Stage Coach, Shinglehouse, Pa

Oswayo to Ceres NY Stage Coach in front of Jones and Newton Store on the corner of Honeoye and Oswayo Streets in Shinglehouse, Pa

Submitted by Georgia Cooper, photo from the collection of the late Robert C. "Bob" Osborn

I have another good photo of this general Store

One day while searching for more information on the Alonzo S. Newton family line I was able to stumble upon a similar picture of this general store that my great grandfather operated in Shinglehouse, PA and the picture had an interesting caption that read: "This is the Loren O. Prince General Store. In later years the store was know as Jones and Newon. The building stood for almost 150 years before being torn down. A door on the back of the building was dented by throwing a baseball against it. The local believe it was done by Fielder Jones, who later played [and managed] the Chicago White Sox." [He led them to the 1906 World Series Victory against the highly favored Chicago Cubs.]

Now this was all pretty interesting stuff, Fielder Jones, a real professional baseball star and pioneer of the game, had dented the back door of my Great Grandfathers general store with a baseball. But things became even more interesting as I was looking at the 1880 Census researching Frank Newton’s father -- Alonzo S. Newton. As I looked at the enumeration of the 1880 census it revealed that Alonzo had a member of his household by the name of Fielder Jones!

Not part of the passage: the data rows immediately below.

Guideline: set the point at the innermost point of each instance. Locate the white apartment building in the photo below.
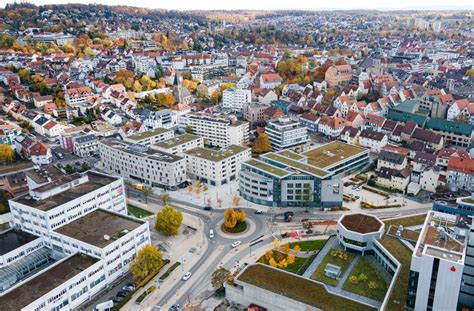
(77, 96)
(151, 137)
(217, 130)
(438, 262)
(285, 133)
(216, 167)
(236, 99)
(179, 144)
(139, 163)
(72, 235)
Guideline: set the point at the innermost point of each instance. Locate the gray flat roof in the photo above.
(92, 227)
(13, 239)
(45, 282)
(95, 182)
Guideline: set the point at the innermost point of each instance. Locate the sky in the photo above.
(275, 4)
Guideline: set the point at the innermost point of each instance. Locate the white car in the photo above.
(187, 276)
(236, 243)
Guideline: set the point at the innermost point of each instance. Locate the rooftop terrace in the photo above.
(216, 155)
(305, 168)
(96, 181)
(297, 288)
(147, 134)
(176, 141)
(270, 169)
(361, 223)
(92, 227)
(332, 153)
(44, 283)
(13, 239)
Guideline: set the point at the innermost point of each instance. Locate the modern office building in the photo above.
(442, 265)
(236, 99)
(151, 137)
(142, 164)
(285, 133)
(217, 130)
(216, 167)
(179, 144)
(71, 239)
(286, 178)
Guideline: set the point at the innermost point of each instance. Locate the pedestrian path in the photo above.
(331, 243)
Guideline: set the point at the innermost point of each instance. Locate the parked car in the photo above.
(187, 276)
(236, 243)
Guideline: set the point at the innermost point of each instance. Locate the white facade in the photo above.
(285, 133)
(236, 99)
(217, 130)
(216, 167)
(151, 167)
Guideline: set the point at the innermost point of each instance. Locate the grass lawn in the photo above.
(313, 245)
(398, 296)
(406, 221)
(138, 212)
(239, 227)
(361, 288)
(298, 288)
(294, 267)
(319, 273)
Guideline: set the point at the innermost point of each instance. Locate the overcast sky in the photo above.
(275, 4)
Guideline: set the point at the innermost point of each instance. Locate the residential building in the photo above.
(460, 173)
(337, 75)
(236, 99)
(139, 163)
(286, 178)
(180, 144)
(151, 137)
(217, 130)
(373, 140)
(216, 167)
(285, 133)
(441, 270)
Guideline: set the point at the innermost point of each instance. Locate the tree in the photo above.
(169, 220)
(230, 219)
(189, 129)
(272, 262)
(236, 200)
(147, 261)
(164, 197)
(262, 144)
(146, 192)
(6, 154)
(219, 277)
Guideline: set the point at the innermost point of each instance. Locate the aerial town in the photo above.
(235, 160)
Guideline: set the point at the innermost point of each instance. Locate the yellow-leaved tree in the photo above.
(169, 220)
(147, 261)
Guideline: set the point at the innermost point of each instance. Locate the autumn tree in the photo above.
(169, 220)
(230, 218)
(219, 277)
(262, 144)
(147, 261)
(6, 154)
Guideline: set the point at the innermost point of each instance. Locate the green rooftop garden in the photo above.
(366, 281)
(335, 257)
(270, 169)
(147, 134)
(297, 165)
(176, 141)
(216, 155)
(297, 288)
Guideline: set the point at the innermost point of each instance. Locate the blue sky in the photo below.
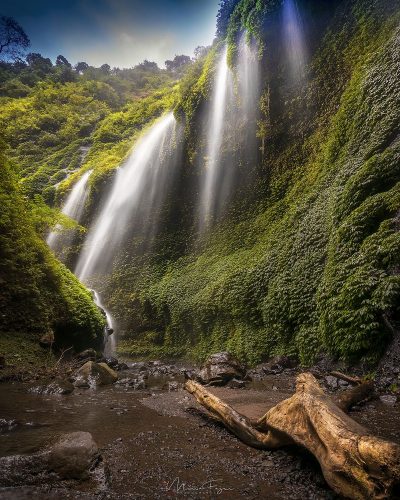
(118, 32)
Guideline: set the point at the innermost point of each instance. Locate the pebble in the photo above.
(388, 399)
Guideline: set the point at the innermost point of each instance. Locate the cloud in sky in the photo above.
(118, 32)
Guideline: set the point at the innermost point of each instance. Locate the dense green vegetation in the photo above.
(305, 260)
(313, 265)
(39, 296)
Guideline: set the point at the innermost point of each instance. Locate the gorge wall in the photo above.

Household Members: in 1880 Census:
Household Members: Name Age
Alonso Newton 56
Laura Newton 34
Alice Newton 23
Clarence Newton 18
Nelson Newton 54
Willard Jones 10
Fielder Jones 8

The next question I had to answer was, Why would my Great, Great Grandfather Alonzo Newton be raising an 8 year old boy named Fielder Jones? The pieces of the puzzle began to fit together when I looked more carefully at the hand written version of the 1880 census:

Here I could see that Fielder Jones and his older brother Willard are listed as “Step Sons” of my ancestor Alonzo Newton. Now I could put together the pieces of the puzzle in a pretty convincing fashion. Alonzo’s second wife -- Laura Parmenter Gilbert Jones -- was a widow when she married my Great, Great Grandfather Alonzo-- and she brought her two young children – Willard and Fielder Jones -- to this second marriage.

So now it had become clear. Alonzo had married Laura Parmenter Jones and in 1880 they are raising their children together. This means that Fielder Jones was a step brother to my Great Grandfather Frank Newton, Sr. And this explained how the back door of my great grandfather’s general store could have been dented by Fielder Jones. This was the house (and general store) that Fielder Jones’ grew up as a boy in Shinglehouse, PA.

However, he's most remembered as the manager of the 1906 White Sox, the "Hitless Wonders." Jones led this group of powder-puff hitters to a surprise AL pennant and then won the only all-Chicago World Series over the highly favored Cubs. And now you know that it all began behind my great grandfather’s general store.